In October, Daga had announced that the company had achieved breakeven
FreshMenu was looking to get acquired this year, but several talks failed
FreshMenu is eyeing profitability in FY20, is it possible?
India’s foodtech industry is now buzzing with “cloud kitchens”. The idea of having an independent kitchen only making food for delivery orders has taken the industry by storm. Today, food delivery players such as Zomato and Swiggy are helping entrepreneurs set up their cloud kitchen network and even cab hailing company Ola and hospitality brand OYO have ventured into the cloud kitchen market.
While for some foodtech cloud kitchens are cherry on the top of their existing businesses, there are older and experienced players such as FreshMenu who are busy achieving growth in the competitive market.
FreshMenu was founded in 2014 by Rashmi Daga. The company offers food delivery via 44 cloud kitchens spread across four major cities. Working with Zomato and Swiggy for order fulfillment besides its own app, Freshmenu has shown healthy growth in FY 2018-19.

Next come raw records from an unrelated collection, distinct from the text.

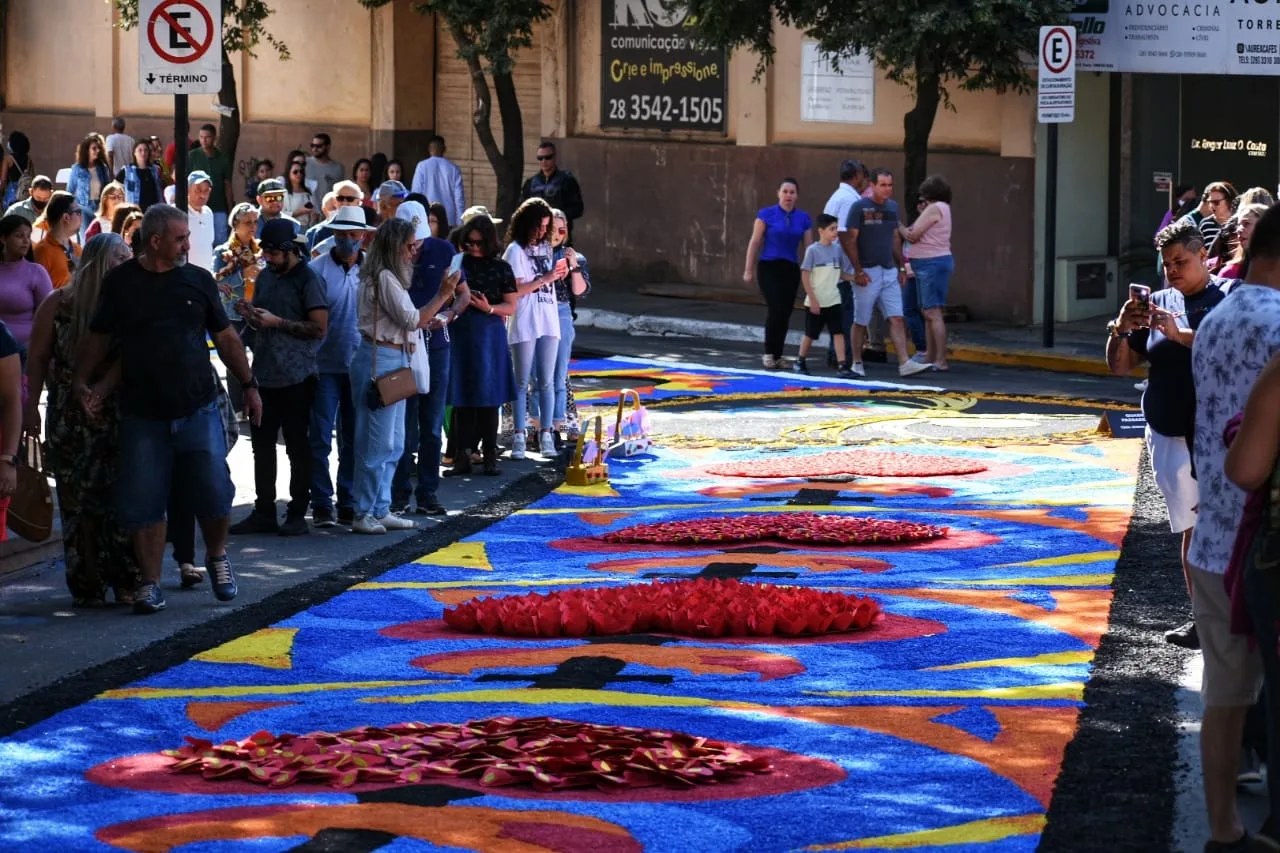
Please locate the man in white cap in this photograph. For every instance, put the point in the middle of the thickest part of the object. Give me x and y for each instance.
(200, 219)
(339, 270)
(424, 414)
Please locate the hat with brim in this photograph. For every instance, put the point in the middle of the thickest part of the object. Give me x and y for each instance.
(348, 219)
(478, 210)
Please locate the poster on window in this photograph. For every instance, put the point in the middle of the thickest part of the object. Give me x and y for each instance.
(844, 94)
(654, 74)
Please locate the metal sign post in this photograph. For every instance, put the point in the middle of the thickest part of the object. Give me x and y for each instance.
(1055, 105)
(179, 54)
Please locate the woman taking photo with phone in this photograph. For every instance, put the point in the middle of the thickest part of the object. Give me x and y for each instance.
(1159, 328)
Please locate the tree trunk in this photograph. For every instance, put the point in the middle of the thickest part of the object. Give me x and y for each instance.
(228, 126)
(917, 126)
(512, 145)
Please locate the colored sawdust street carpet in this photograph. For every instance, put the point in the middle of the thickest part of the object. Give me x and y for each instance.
(913, 687)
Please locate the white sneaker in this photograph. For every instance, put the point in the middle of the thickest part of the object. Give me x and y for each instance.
(912, 368)
(368, 525)
(392, 521)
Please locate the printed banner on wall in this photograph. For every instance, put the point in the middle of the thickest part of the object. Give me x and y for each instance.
(1178, 36)
(653, 76)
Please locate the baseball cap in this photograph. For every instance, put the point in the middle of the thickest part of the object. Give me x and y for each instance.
(280, 235)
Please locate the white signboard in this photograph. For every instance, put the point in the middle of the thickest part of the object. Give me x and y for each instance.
(845, 95)
(1056, 89)
(179, 46)
(1180, 37)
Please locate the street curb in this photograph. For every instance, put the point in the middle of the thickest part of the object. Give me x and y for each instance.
(656, 325)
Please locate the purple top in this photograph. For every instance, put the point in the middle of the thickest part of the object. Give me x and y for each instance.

It claims that almost 55% of its orders originate from two food aggregators, Swiggy and Zomato, while its own app brings 45% of the order volume. It claims to receive 13K orders every day with an average order value of $5 (INR 325) as of January 2019.
Backed by investors such as Lightspeed, Growth Story, Zodius Capital etc, the company has raised $24.9 Mn till date and is looking for fresh funds.
In October, Daga had announced that the company has achieved breakeven and is looking for profitability in FY20. The company filings for the financial year ending March 31, 2019 have shown that this dream may be achievable, if not in FY20 then soon enough.
In FY19, the company has shown improved performance as it grew its revenues much faster than expenses and in turn, narrowed down its losses.
In FY19, FreshMenu reported a revenue of INR 140.96 Cr, a 13.9% Y-o-Y growth from INR 123.9 Cr in FY18. Further, the company’s overall expenses grew merely 2.09% reaching INR 171.12 Cr from INR 167.6 Cr in the previous year.
Further in terms of losses, the company has narrowed down losses by 31.28% from INR 43.8 Cr to INR 30.15 Cr in FY19.
What Helped FreshMenu Cut Down Losses?
Daga had recently claimed that FreshMenu’s marketing costs were almost zero and it is rationalising shipping costs, which was one of the major spends for the company last year.
The trend could be seen as a welcome change in FY19 as well. It is to be noted that in FY18, FreshMenu’s losses had mostly spiked because of advertising/marketing and employee costs.
But in FY19, the company narrowed both these expenses. The filings showed that the company cut down its advertising and promotional expenses by 19.59% to INR 12.36 Cr from INR 15.38 Cr in the previous year.
Further, in terms of employee costs, the company reduced it by 10.05% reaching INR 39.66 Cr from INR 44.1 Cr in FY18. One of the major expenses is the cost of materials, as the company has to ensure regular inventory. The company, however, reduced by 2% reaching INR 58.52 Cr in FY19 from INR 59.91 Cr in FY18.
One of the expenses that increased was commission payments to other selling agents i.e. Zomato and Swiggy. The expenses went up by 23.29% to INR 16.17 Lakh from INR 13.12 Lakh in the previous year.
Further, the company lowered its training and recruitment costs by 58.67% among others.
Daga had earlier said that its subscription programme, Freshmenu Club, amassed 20K subscriptions, creating a cult-like following among regular customers. It also witnessed a spike in orders of its healthy eating range. It claims that the company processes 15% of its orders from the fit and fab range.
The longer plan for FreshMenu, after failed acquisition talks, is to achieve profitability while also adding sub-brands to stay relevant in the market.
FreshMenu also said that a simple menu engineering has helped them to cut down its food expenses. Daga highlighted that although FreshMenu has increased its product portfolio, the common ingredients in these dishes or products have helped the startup to chop down its food inventory costs as well.